Two federal judges in Texas and Kentucky ruled against the Federal Highway Administration’s (FHWA) greenhouse gas emissions rule, which would require states to set goals to reduce vehicle emissions. Judge James Wesley Hendrix of the United States District Court for the Northern District of Texas ruled on March 27, 2024, that the FHWA did not have the authority to issue the rule, and Judge Benjamin Beaton of the United States District Court for the Western District of Kentucky ruled on April 1, 2024, that the agency could not enforce the rule in the state.
The FHWA on December 7, 2023, issued a final rule requiring state transportation departments and metropolitan planning organizations (MPOs) to establish carbon dioxide measurement targets aimed at reducing greenhouse gas emissions over time.
Texas Attorney General Ken Paxton (R) on December 19 sued the U.S. Department of Transportation in the U.S. District Court for the Northern District of Texas seeking to block the rule, arguing that the FHWA did not have the authority to enact the rule.

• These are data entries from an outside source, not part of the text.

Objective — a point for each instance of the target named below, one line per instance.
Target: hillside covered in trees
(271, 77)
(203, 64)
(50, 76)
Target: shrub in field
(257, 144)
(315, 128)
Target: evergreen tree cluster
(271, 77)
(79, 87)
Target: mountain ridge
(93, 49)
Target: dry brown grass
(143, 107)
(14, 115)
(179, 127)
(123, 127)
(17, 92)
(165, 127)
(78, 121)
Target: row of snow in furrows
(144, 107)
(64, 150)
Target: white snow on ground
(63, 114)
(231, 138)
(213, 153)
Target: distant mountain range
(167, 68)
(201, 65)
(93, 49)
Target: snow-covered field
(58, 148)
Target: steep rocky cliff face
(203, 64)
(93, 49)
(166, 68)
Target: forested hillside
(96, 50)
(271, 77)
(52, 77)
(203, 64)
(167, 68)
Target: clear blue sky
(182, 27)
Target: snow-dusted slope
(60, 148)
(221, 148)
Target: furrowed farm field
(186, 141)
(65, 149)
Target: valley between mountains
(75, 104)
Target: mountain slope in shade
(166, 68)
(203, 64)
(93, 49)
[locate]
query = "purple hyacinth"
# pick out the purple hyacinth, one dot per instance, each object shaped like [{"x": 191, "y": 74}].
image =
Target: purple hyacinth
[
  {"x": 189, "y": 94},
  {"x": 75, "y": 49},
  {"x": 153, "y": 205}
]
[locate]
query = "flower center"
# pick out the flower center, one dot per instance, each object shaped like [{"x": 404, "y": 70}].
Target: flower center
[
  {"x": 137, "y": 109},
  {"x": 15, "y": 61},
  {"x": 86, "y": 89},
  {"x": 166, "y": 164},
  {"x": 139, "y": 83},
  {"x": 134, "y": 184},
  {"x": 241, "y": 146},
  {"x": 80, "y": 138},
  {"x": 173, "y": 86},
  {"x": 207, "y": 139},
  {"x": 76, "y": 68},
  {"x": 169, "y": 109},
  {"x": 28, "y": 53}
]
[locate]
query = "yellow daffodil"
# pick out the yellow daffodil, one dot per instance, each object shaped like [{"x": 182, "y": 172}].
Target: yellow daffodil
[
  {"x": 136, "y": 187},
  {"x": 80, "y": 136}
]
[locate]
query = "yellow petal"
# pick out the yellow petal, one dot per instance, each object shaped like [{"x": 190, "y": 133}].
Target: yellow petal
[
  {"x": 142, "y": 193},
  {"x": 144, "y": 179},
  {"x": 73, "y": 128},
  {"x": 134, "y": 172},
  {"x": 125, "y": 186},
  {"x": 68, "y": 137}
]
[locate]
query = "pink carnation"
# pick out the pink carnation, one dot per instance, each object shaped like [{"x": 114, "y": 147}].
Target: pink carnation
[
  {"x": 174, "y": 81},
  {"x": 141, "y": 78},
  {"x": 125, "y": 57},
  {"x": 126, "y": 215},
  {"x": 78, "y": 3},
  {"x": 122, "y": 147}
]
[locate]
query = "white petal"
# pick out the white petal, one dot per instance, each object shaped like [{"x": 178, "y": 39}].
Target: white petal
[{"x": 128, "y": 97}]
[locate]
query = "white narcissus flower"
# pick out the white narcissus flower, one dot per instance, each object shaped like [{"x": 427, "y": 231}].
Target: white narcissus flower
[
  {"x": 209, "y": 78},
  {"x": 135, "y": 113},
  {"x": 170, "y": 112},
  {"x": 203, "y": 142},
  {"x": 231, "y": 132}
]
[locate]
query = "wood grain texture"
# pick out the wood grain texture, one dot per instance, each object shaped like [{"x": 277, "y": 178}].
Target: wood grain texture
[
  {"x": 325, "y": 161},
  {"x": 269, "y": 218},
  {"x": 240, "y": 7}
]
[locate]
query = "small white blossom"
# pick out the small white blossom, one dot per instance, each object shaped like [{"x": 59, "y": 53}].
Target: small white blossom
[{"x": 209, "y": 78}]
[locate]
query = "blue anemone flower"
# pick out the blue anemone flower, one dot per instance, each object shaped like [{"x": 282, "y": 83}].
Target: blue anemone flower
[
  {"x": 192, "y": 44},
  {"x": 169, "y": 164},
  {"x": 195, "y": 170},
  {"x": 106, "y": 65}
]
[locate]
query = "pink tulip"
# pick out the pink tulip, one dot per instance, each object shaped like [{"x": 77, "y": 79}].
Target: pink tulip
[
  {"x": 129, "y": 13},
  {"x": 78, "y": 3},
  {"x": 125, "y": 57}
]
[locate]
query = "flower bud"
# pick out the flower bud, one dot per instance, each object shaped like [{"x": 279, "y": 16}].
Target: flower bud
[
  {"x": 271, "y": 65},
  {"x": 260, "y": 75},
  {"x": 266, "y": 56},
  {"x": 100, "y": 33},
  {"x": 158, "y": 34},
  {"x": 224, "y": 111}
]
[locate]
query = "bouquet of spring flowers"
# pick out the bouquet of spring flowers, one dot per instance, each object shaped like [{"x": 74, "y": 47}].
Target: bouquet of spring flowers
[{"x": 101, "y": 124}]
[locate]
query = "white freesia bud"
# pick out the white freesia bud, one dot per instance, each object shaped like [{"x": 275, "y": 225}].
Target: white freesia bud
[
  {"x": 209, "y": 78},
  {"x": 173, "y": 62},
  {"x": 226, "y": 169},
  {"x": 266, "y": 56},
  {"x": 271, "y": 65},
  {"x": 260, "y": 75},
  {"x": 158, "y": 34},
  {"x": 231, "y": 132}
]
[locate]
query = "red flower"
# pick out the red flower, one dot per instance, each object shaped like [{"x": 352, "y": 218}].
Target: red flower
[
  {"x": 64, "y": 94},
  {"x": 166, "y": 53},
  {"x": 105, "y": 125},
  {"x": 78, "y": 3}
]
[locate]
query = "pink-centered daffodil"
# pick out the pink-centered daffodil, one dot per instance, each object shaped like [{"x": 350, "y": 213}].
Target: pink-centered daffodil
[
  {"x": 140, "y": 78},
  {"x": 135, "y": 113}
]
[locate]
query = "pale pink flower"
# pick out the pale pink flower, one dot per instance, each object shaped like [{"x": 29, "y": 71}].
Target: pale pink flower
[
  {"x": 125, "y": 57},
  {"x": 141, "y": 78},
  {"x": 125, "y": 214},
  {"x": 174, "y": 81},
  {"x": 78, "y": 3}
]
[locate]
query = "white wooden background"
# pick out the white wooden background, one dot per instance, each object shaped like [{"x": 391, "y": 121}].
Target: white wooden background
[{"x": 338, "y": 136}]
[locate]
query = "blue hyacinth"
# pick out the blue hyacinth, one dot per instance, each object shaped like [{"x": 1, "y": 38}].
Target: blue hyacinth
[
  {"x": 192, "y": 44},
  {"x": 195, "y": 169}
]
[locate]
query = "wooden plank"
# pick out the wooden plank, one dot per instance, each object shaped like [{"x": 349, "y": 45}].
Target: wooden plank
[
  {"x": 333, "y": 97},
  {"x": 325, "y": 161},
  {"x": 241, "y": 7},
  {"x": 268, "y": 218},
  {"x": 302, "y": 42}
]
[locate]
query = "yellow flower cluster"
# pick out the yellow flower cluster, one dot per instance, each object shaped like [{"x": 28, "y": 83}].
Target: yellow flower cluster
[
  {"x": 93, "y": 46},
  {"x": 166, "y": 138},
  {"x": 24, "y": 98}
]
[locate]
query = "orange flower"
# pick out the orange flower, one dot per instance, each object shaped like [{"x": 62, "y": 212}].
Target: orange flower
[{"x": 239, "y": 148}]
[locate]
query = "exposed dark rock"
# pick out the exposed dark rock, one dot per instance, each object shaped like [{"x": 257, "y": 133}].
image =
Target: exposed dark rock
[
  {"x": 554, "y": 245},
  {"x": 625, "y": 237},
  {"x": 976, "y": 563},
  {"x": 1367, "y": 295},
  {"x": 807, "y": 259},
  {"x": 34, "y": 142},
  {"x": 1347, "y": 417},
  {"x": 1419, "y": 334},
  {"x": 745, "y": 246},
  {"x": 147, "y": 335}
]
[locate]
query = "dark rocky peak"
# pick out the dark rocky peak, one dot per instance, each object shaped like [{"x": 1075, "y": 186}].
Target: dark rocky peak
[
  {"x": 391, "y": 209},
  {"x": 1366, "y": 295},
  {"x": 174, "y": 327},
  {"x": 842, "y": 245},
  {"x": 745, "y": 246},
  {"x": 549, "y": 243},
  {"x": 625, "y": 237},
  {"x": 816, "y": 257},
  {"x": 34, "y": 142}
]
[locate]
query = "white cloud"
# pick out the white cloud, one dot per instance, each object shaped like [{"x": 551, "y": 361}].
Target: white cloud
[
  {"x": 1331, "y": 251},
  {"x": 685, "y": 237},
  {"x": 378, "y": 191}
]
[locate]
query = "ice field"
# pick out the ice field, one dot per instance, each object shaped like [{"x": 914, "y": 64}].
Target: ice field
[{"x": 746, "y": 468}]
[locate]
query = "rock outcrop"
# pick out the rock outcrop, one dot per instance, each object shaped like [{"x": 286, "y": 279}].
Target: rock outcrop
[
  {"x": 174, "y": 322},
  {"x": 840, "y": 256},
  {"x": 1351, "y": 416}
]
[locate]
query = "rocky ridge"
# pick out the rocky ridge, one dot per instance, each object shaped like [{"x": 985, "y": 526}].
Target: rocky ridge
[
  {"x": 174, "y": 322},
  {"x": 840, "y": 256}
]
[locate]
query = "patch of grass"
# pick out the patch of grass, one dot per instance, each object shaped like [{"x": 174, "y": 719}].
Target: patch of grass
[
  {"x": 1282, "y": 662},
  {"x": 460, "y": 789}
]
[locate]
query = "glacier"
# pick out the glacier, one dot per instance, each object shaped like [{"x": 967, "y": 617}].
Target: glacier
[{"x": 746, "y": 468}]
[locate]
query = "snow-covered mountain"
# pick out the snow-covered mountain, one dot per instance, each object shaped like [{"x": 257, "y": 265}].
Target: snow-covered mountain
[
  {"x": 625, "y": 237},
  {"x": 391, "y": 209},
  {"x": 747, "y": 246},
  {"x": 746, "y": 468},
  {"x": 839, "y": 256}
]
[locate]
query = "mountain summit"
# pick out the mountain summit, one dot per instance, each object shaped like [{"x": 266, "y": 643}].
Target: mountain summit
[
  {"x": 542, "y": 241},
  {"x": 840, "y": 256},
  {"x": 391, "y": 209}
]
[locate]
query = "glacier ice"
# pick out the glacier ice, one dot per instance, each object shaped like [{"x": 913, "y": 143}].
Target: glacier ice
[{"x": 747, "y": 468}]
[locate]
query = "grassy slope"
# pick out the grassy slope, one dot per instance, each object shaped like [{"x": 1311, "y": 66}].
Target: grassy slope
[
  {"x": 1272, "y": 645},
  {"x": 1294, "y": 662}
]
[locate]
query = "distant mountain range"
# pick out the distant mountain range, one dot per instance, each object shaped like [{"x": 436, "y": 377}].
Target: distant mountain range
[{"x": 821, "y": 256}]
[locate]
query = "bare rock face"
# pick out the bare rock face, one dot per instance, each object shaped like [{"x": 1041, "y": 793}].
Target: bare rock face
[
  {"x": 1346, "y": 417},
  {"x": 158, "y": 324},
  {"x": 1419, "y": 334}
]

A separate lawsuit was filed in December in the U.S. District Court for the Western District of Kentucky by 21 states.
Hendrix argued in his court opinion that the FHWA did not have the authority to issue the rule, arguing that, “An agency can only do what the people authorize it to do, and the plain language of Section 150(c)(3) and its related statutory provisions demonstrate the DOT was not authorized to enact the 2023 Rule.” Beaton issued a similar statement in his court opinion, arguing that the rule was invalid and was “a statutorily unsupported and substantively capricious exercise of the Administrator’s rulemaking authority.”
The court decisions blocked enforcement of the rule in the 22 states that joined the lawsuits. The Department of Transportation had not responded to the decisions as of April 10, 2024.